Another focus of conflict in the formation of the extreme right must be placed in Murcia, where the party first decided to suspend three of its four deputies from the regional Assembly from militancy and then expel them. These are Juan José Liarte, spokesperson for the group; Francisco Carrera, and Mabel Campuzano. The reason for this decision was to have decided “unilaterally” the dismissal of several workers in the group and to have taken control of the accounts after removing national leaders from them. The only deputy who remained in office was Pascual Salvador, who did not support the decision made by his colleagues without consulting Madrid.

However, Vox Murcia has a long history of disagreements. Last April, in the midst of a pandemic, Alba Peña, a member of the management company that piloted Vox Murcia, left the formation after the regional executive resigned en bloc after 10N due to “overwork”. As denounced, the party is being “destroyed throughout Spain”. “For months I have endured for camaraderie and for refusing to accept that this project, which took so many hours from my family, so much effort, so much enthusiasm and so much money, has cost me, has become an organization where anyone who disagrees is expelled “he declared to the regional press. At the end of June, Pascual Salvador, the only deputy faithful to Abascal who remained in Murcia, asked to dissolve the Vox group in the regional Assembly.

In Valencia they have also faced problems. The far-right formation welcomed two weeks ago how the Valencia Provincial Prosecutor’s Office filed the complaint for alleged illegal financing that a former party administration filed on July 8, alleging that the formation had received illegal donations in violation of the regulation on financing the political parties. The complaint, ratified by a group of militants from Elche and El Campello, pointed to those responsible for the party in Valencia, Jose María Llanos and Joaquín Díaz, whom he accused of holding “a box B” to pay daily expenses for meals, trips and events. The Prosecutor’s Office, however, considered that the information provided in the complaint “does not observe any irregularity with criminal relevance” and the case has been settled.

Months earlier, in Castelllón, the head of Organization, David Muñoz, had abandoned the deputy act in Les Corts – which he had achieved in the elections in April 2019 – citing “personal reasons” to return to teaching.
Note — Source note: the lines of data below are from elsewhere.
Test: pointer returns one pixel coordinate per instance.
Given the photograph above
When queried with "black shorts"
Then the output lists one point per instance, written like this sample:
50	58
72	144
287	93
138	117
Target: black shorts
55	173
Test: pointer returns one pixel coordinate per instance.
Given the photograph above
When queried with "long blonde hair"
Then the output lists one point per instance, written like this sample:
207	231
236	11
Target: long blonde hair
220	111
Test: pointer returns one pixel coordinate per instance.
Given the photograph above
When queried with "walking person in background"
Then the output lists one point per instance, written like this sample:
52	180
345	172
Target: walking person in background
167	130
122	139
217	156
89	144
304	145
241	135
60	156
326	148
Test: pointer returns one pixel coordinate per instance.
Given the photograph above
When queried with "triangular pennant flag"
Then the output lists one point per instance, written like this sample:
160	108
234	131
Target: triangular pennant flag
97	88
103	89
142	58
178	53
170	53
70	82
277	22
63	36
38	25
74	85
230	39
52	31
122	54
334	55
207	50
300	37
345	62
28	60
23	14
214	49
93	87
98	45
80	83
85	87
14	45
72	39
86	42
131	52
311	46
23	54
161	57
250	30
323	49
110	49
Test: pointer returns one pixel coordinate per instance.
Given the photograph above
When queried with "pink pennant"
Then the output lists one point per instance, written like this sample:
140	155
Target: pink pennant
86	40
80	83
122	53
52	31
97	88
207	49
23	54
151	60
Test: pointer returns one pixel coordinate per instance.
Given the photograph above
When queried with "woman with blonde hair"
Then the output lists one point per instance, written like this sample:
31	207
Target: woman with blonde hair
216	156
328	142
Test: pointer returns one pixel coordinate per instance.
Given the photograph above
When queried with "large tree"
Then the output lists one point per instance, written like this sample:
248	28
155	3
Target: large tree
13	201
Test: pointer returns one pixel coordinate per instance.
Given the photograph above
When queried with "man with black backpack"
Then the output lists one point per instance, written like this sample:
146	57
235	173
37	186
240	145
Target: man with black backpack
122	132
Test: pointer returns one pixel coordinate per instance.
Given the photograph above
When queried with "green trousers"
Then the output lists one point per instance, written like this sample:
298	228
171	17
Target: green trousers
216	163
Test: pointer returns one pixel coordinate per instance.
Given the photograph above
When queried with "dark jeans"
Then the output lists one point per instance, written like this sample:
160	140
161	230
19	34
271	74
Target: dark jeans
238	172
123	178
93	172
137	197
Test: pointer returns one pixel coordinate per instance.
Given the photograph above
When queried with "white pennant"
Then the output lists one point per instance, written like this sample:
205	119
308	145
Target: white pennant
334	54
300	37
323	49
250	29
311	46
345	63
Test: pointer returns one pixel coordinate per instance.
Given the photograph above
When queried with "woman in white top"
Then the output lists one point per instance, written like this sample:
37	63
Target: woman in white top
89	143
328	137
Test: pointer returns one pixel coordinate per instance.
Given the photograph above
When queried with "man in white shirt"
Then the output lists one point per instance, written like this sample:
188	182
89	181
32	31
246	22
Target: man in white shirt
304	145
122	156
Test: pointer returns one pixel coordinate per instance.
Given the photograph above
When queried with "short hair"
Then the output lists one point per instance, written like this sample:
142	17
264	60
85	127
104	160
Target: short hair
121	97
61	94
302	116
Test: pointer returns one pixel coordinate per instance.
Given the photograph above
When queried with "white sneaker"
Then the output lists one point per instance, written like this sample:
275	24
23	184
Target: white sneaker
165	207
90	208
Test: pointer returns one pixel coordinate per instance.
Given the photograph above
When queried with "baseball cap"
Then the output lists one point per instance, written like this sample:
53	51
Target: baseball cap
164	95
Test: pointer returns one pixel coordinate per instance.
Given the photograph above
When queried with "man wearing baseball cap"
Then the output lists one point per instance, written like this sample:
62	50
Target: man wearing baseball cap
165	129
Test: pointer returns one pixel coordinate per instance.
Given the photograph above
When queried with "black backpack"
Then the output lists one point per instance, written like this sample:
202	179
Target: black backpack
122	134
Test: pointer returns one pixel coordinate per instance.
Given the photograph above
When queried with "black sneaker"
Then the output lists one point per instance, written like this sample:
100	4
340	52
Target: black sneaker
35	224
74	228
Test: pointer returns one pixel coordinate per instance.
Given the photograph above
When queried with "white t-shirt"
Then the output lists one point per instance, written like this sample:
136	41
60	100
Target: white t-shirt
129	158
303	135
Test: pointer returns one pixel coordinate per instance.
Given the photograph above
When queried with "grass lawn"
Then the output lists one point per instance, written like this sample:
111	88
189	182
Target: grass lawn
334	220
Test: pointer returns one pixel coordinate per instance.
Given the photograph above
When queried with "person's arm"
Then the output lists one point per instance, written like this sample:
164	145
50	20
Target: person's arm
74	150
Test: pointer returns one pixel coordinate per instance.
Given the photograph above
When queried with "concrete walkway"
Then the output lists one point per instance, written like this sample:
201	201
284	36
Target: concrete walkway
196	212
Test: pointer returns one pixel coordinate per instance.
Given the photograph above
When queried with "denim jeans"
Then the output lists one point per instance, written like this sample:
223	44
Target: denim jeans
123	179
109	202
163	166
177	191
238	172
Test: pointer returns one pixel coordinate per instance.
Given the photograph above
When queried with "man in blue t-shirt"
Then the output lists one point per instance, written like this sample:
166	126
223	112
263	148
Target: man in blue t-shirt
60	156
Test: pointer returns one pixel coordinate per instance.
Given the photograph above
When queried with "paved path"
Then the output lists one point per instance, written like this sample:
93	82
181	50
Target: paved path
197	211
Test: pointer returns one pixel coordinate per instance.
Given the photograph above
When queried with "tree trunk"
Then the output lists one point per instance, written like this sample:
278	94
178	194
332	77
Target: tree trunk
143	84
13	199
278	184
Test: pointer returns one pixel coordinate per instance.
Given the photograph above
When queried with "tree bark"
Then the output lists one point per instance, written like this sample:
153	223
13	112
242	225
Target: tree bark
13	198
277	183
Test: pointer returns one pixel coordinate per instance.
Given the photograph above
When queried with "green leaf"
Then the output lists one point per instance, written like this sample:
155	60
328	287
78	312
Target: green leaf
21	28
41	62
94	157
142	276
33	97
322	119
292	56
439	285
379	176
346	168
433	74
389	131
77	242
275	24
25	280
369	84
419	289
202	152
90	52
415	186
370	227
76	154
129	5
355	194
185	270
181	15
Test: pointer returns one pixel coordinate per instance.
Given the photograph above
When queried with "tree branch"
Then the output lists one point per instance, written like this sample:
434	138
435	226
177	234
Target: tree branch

Before leaving he left his wife, Maria Ángeles Escribano, as an administrator in the parliamentary group.

Torrevieja (Alicante), the spokeswoman and councilor for Vox, Carolina Vigara, announced in early July that she was leaving her posts for “health problems”. The number two of the group, Juan Carlos Ramos, also gave up her act. However, a few days ago Vigara changed her mind and said she was staying, a decision that some colleagues linked to strong rumors that she was leaving due to the alleged irregularities in the group’s economic management, something that the mayor strongly denied. Vigara is the only mayor of Vox in Torrevieja and has exclusive dedication as a municipal spokesperson, for which he receives a salary of 3,000 euros per month, according to sources from the consistory.

In the Alicante town of Elda, José Mateo, the only councilman who had the formation of an extreme right in this City Council, did materialize his departure and left Vox without municipal representation by moving to the group of ‘not attached’.